Quelli che ora sono centri di accoglienza dove i richiedenti asilo vengono sollazzati a spese degli italiani da chi si occupa del business dell’accoglienza, diventeranno centri di identificazione ed espulsione: è la svolta che smobilita la famigerata seconda accoglienza negli Sprar. Trasformando il ‘piano di colonizzazione’ in piano di espulsioni.
Al Viminale i funzionari sono già al lavoro per rivedere i termini di attuazione delle norme che regolano l’erogazione dei servizi per i richiedenti asilo e i rifugiati.
Si parla di 250 milioni che ad oggi venivano utilizzati demenziali progetti di inclusione e inserimento lavorativo, ovvero tirocini esclusivi per gli immigrati, e organizzazione di eventi per divertire i migranti come concerti e altro.

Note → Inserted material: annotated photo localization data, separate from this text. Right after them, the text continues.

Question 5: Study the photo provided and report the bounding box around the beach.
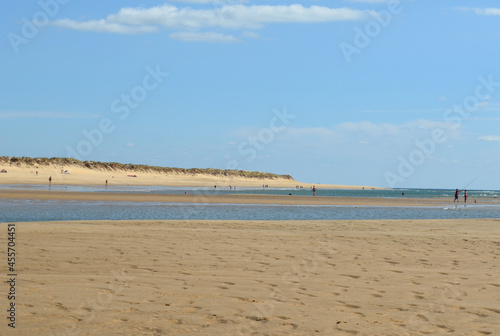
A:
[1,163,499,335]
[1,219,499,335]
[0,163,377,190]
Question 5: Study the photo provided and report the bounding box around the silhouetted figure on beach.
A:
[312,185,316,196]
[454,189,459,202]
[48,176,52,185]
[464,190,468,203]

In questo bisiness a spese dei contribuenti sono impegnati circa 3mila degli 8mila comuni della penisola. Praticamente tutti quelli governati dal PD. Caso scuola quello di Riace, ripopolato a spese degli italiani da africani: pagati per vivere a Riace e fare finta di lavorare.
L’immigrato che verrà accolto e inserito nei progetti di accoglienza diffusa, d’ora in avanti, sarà soltanto quello che ha acquisito il titolo di rifugiato oppure ha passato una prima selezione tra i richiedenti asilo. Vale a dire i siriani, gli altri a casa.
Piuttosto che nei consessi destinati allo Sprar rimarranno ospiti delle strutture di prima accoglienza, i grandi centri Cas o Cara. Che diventeranno così centri di identificazione ed espulsione.
Questo disegno di revisione sistematica non piace alla maggioranza di coloro che negli ultimi anni si sono occupati del business dell’accoglienza diffusa.
E minacciano Matteo Salvini, esigendo dal premier Conte di bloccare l’approvazione del ‘decreto Pamela’.
Quando togli l’osso al cane, in questo caso grondante grasso, questo si ribella. Inevitabile.